A taskCount = 4 means that 4 tasks will be created to ingest from the kafka topic, which means a maximum parallelism of 4. This means that only 4 out of the available worker capacity will be used for this.

How many partitions do you have in kafka topic ? Even if you have 4 tasks, if you only have one partition, you will only have one task. You’ll need at least as many partitions as the taskCount you want in order to consume them in parallel.

Another item I noticed is that your queryGranularity is set to “DAY”, this means that all timestamps will be truncated to dates. Is that what you are looking for? If so, then you’ll likely want to enable rollup and aggregate metrics during ingestion.

This doc has the info you need regarding queryGranularity and rollup

BTW… I think you may need a filter on the __time column so that you are limiting the timeframe you look at in your query. Otherwise you would need to potentially read all segments, sort them and then take the top 30.
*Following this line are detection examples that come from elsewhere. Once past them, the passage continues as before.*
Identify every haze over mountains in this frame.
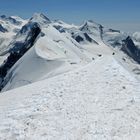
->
[0,13,140,140]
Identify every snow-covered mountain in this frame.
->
[0,13,139,91]
[0,13,140,140]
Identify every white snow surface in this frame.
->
[0,55,140,140]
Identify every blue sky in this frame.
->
[0,0,140,32]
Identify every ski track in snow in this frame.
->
[0,56,140,140]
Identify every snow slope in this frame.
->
[0,15,27,54]
[0,55,140,140]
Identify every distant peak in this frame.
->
[82,20,103,27]
[30,13,51,24]
[0,15,6,18]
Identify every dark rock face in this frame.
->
[0,23,41,90]
[121,36,140,64]
[0,24,8,33]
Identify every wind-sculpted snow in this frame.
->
[0,13,140,91]
[0,55,140,140]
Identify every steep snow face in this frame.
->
[0,55,140,140]
[0,15,27,54]
[79,20,103,42]
[3,22,91,91]
[103,28,128,48]
[122,36,140,64]
[0,14,139,91]
[132,32,140,49]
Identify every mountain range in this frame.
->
[0,13,140,140]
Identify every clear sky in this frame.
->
[0,0,140,32]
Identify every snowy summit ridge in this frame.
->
[0,13,140,140]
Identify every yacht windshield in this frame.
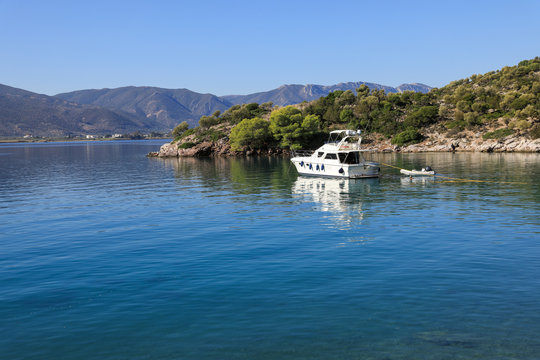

Thanks for quick response. There are no issues with ingestion. I do see all data in druid table on-time and also peons not taking much resources when there are no read queries. The issue is I am not getting read throughput. I need 500TPS. I can get now under 50 TPS. adding more servers not helping.

Currently I am using only one day worth of data (dropbeforePeriod =1day), so no __time filter is required. I added server_timestamp as second column after company_id which is used to find last 30 events (order by server_timestamp desc). all queries are filtered by company_id which is first dimension. Also, I can not rollup as they need last 30 events.
“dimensions”: [
{“type”: “string”,“name”:“company_id”,“createBitmapIndex”:“true”},
{“type”: “long”, “name”: “server_timestamp”},
{“type”: “string”,“name”:“screen_id”,“createBitmapIndex”:“true”},
“action”,
“object”,
“auth_id”,
“url_host_name”,
“referrer_url”,
“partner_name”,
“user_type”,
“current_sku”,
“sku”,
“app_name”,
“screen_path”,
“page_title”,
“sub_action”,
“sub_object”,
“time_stamp”
]
},

It is a little bit length, but could you confirm that you have been through all of the tuning guide in the docs? For example, there is the question of whether you have enough Jetty threads on the broker for the number of middlemanagers.

Also, the segment size optimisation tasks?